Tons of effort has gone into PV cells for decades (they were being manufactured in quantity in the 70s). They are our dearest hope for renewable energy at scale. And they are still more expensive than any other source of electricity we actually use by such an embarrassing margin that even really impressive cost improvements will still leave them pretty much non-competitive (making steam is a little better). Recent price drops due to subsidies are not going to be sustainable unless the industry is weaned off the subsidies.
Most of the reduction in that Economist graph is after Obama takes office, before that the changes are not all that dramatic to really support a comparison to Moore's law (which has itself shown pretty flawed as a way of predicting the computing future).
So I just don't see any substantive, fundamental reason (i.e.: clear prospect) to suppose that solar generation will get so much cheaper that it will reach striking distance of natural gas, of which we have quite a supply. But I'm not saying it's impossible to have another opinion.
And yet oil probably won't get too much more expensive for decades, while solar is ridiculously expensive without any clear prospect of becoming cheaper (currently parts are only as cheap as they are because the Chinese government is subsidizing their production, which can't last forever). Burning gasoline is not going to stop being economical and reliable any time soon.
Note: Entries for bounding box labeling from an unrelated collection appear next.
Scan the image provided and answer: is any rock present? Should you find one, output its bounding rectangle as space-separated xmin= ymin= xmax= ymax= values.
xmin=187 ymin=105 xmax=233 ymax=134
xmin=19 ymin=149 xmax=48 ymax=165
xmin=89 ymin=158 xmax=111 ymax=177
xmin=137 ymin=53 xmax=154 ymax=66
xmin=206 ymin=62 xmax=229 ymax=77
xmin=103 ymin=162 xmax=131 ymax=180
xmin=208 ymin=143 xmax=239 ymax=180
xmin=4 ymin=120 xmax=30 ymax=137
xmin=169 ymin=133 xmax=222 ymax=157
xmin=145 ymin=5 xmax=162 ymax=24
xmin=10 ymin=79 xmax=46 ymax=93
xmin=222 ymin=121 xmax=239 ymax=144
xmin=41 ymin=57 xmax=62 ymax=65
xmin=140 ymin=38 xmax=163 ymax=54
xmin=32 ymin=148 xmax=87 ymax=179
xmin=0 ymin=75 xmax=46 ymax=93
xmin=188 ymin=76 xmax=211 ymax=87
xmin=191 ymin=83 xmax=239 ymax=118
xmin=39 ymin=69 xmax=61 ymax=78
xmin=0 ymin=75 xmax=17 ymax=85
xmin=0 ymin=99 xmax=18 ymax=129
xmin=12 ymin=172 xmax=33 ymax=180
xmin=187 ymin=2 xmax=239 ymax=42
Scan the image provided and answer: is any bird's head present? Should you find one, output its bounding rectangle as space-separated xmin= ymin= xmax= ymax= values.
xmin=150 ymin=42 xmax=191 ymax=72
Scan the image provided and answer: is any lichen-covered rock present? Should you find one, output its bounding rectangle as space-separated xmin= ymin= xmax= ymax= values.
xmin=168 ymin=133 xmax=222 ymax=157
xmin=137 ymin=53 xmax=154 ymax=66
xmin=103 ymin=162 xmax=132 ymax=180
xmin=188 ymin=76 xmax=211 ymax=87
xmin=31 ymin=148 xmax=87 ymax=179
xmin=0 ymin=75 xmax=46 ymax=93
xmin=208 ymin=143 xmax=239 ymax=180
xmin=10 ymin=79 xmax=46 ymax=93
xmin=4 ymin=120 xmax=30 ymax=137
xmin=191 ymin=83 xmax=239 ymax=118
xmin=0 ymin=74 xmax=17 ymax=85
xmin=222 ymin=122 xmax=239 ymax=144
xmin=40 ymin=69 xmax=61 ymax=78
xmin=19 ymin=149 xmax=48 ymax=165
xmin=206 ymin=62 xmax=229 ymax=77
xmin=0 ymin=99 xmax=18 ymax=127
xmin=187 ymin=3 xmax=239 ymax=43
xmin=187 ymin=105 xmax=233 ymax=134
Also, given the expensive reality of solar and the way we generate electricity, electric cars would still be getting their electricity from plants which burn coal. Perhaps in 20 years we will be using more natural gas than coal, which at least means we're not depending on the Saudis - but still we'll be using hydrocarbons, fracking, etc.
The only way electric vehicles will become mainstream is if the government mandates this. Seeing the way the Obama administration's "clean energy" agenda has tanked (even among the liberal base preoccupied with drones and Manning), there isn't going to be anybody to support this kind of action when it makes all transportation more expensive and thus makes everything more expensive. In a country which is physically very large, with an economy driven by domestic spending.